Canadian fintech rides smaller wave after last year's record high

Investors shift focus to profitable fintechs with strong fundamentals, KPMG report shows

Canadian fintech rides smaller wave after last year's record high

After a record-setting year, investment in Canadian fintechs dropped sharply in early 2025, with US$1.62bn deployed across 60 deals, as reported by KPMG International’s Pulse of Fintech H1’25 bi-annual study.  

The total fell from US$7.5bn in the second half of 2024 and US$2.4bn in the same period last year, according to data compiled by PitchBook for KPMG. 
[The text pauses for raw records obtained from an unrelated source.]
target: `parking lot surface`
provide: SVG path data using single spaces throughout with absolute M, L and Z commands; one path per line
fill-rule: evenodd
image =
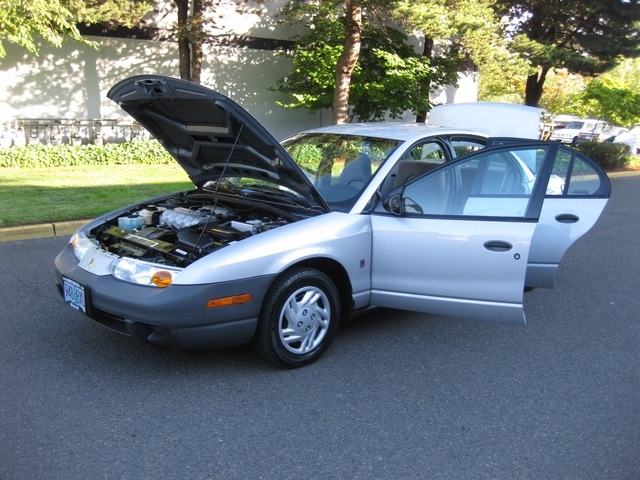
M 382 310 L 298 370 L 107 331 L 55 289 L 68 237 L 0 243 L 0 478 L 640 478 L 640 175 L 612 186 L 526 326 Z

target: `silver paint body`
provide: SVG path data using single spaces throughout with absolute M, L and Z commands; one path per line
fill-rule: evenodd
M 184 269 L 176 285 L 278 275 L 300 262 L 326 259 L 346 270 L 355 308 L 384 306 L 524 323 L 525 276 L 528 284 L 553 287 L 562 255 L 591 228 L 607 202 L 601 198 L 549 197 L 537 223 L 369 213 L 366 206 L 371 196 L 408 147 L 423 140 L 425 133 L 435 138 L 467 132 L 411 124 L 348 125 L 318 131 L 404 142 L 348 213 L 307 218 L 228 245 Z M 585 208 L 585 202 L 591 206 Z M 554 218 L 561 212 L 578 212 L 581 221 L 558 223 Z M 514 249 L 496 253 L 483 248 L 486 241 L 497 238 Z M 113 255 L 96 251 L 92 258 L 93 273 L 109 274 Z M 83 264 L 88 263 L 88 258 L 83 259 Z
M 201 89 L 199 86 L 193 88 Z M 233 110 L 225 105 L 229 111 Z M 232 113 L 243 118 L 240 110 Z M 257 128 L 256 125 L 250 126 Z M 194 128 L 206 131 L 206 125 Z M 348 211 L 326 211 L 226 245 L 184 268 L 172 286 L 215 286 L 238 281 L 246 284 L 252 278 L 276 278 L 291 267 L 313 261 L 314 265 L 331 263 L 344 269 L 355 309 L 391 307 L 524 323 L 525 285 L 553 287 L 562 256 L 595 224 L 607 203 L 607 198 L 601 197 L 546 196 L 542 201 L 545 194 L 541 190 L 542 195 L 537 197 L 537 202 L 542 207 L 535 218 L 503 219 L 499 213 L 495 218 L 489 215 L 481 218 L 479 214 L 459 218 L 393 213 L 379 206 L 373 208 L 372 204 L 378 202 L 380 205 L 379 197 L 388 194 L 380 194 L 385 179 L 394 173 L 398 162 L 411 147 L 425 140 L 439 141 L 452 135 L 471 139 L 486 137 L 465 130 L 415 123 L 339 125 L 316 129 L 312 133 L 393 139 L 398 141 L 398 147 L 362 188 Z M 269 143 L 269 138 L 264 138 L 266 140 L 259 144 L 260 147 Z M 214 147 L 218 145 L 215 142 L 211 144 Z M 276 150 L 278 147 L 282 148 L 276 144 Z M 250 153 L 253 152 L 251 148 L 247 150 Z M 173 149 L 173 154 L 178 156 L 181 164 L 191 165 L 187 170 L 192 178 L 204 178 L 205 167 L 213 169 L 218 165 L 212 161 L 197 170 L 193 169 L 196 157 L 189 157 L 192 152 Z M 292 167 L 291 159 L 281 161 L 286 152 L 280 150 L 279 155 L 274 163 L 288 168 L 289 173 L 281 169 L 269 174 L 285 179 L 299 167 Z M 182 159 L 188 162 L 182 162 Z M 455 159 L 451 160 L 455 164 Z M 262 169 L 261 162 L 267 165 L 270 160 L 261 153 L 252 161 L 248 168 Z M 446 165 L 440 169 L 444 171 Z M 438 168 L 435 174 L 437 171 Z M 301 188 L 309 182 L 302 170 L 297 173 L 300 175 L 298 178 L 287 180 L 290 182 L 286 184 L 287 188 Z M 426 173 L 422 178 L 430 175 L 434 173 Z M 523 188 L 530 189 L 532 185 L 531 181 Z M 399 189 L 397 191 L 400 192 Z M 318 199 L 318 191 L 310 183 L 309 192 L 312 195 L 310 201 Z M 513 197 L 511 207 L 522 210 L 526 201 L 520 207 L 518 202 L 522 199 L 517 195 Z M 482 211 L 485 208 L 483 199 L 475 200 L 473 208 Z M 140 207 L 144 205 L 140 204 Z M 317 205 L 322 205 L 322 201 Z M 579 220 L 559 222 L 557 217 L 565 214 L 575 215 Z M 108 214 L 81 231 L 88 233 L 117 215 L 117 212 Z M 510 248 L 505 251 L 487 248 L 488 244 L 495 242 L 507 244 Z M 79 268 L 96 276 L 111 275 L 111 266 L 116 258 L 116 255 L 96 247 L 82 259 Z M 153 287 L 148 288 L 153 290 Z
The largest Canadian deal in the first half was the $1.3bn buyout of Converge Technology Solutions by Miami-based H.I.G. Capital.  

The second largest was Fiserv’s US$201.5m acquisition of Toronto’s Payfare Inc., as outlined in the KPMG report. 

Dubie Cunningham, a partner in KPMG in Canada’s Banking and Capital Markets Practice, said the decline signals a return to stability rather than fading interest. She noted that last year was boosted by two major take-private deals, making it “exceptionally strong for fintech investment.”  

She added that when factoring in economic shifts such as tariffs affecting global trade, first-half investment remained robust compared to historical levels. 

Cunningham added that investors are becoming more selective, with plenty of capital still waiting to be deployed. “There’s still a lot of dry powder ready to be deployed by investors,” she said, noting that they are now focusing on quality companies.  

She explained that mid-to-large stage private equity deals are also taking longer to mature compared to past years. 

Global investment also cooled.  

According to the same report, fintech funding worldwide fell to US$44.7bn across 2,216 deals in H1’25, compared to US$54.2bn across 2,376 deals in H2’24.  

The Americas attracted US$26.7bn of that total, with US fintechs accounting for US$20.9bn. 

Venture capital values also slipped.  

KPMG data showed VC investors committed US$498.2m across 45 Canadian deals in H1’25, down from US$864.4m across 40 deals in the prior half.  

The largest transaction was Conquest Planning’s US$80m Series B round led by Goldman Sachs Alternatives’ Growth Equity team.  

Cunningham said the US trade war slowed activity but expressed optimism for the remainder of the year. “We expect activity to bounce back in the second half of the year,” she said.  

She added that Canadian investors will likely be watching for federal funding announcements for startups and growth companies in the government’s upcoming fall budget. 

Corporate venture capital activity, however, expanded significantly, reaching US$278m across 17 deals compared with US$17m across three transactions in late 2024, according to KPMG. 

Edith Hitt, a partner in KPMG in Canada leading the Digital Financial Services Transformation team in Québec, said Canada accounted for 2.7 percent of global deal count and 3.7 percent of disclosed value.  

She noted that “Canada is small but meaningful slice of global fintech – punching slightly above its weight on deal size and late-stage/buyout presence when big events occur.” 

Hitt added that digital assets re-emerged as a key draw for investors in 2025.  

She said crypto’s rebound was supported by “a more constructive regulatory tone in the US, the dismissal of the Coinbase lawsuit, and tangible mainstream adoption in stablecoin use cases.” 

She pointed to Stripe’s acquisition of Bridge and partnership with Visa to launch asset-backed credit cards as signals that tokenization and digital assets are entering strategic roadmaps. 

Investor appetite for AI-driven fintechs is also expected to continue.  

Hitt said fintechs are increasingly using agentic AI in areas such as personal finance, investment management, fraud detection, and lending. “AI-oriented fintechs will continue to draw considerable investment in the year ahead,” he said.  

He added that autonomous finance use cases — including automated saving, budgeting, and investment — are becoming more viable, making agentic AI one of the most notable trends for investors to watch.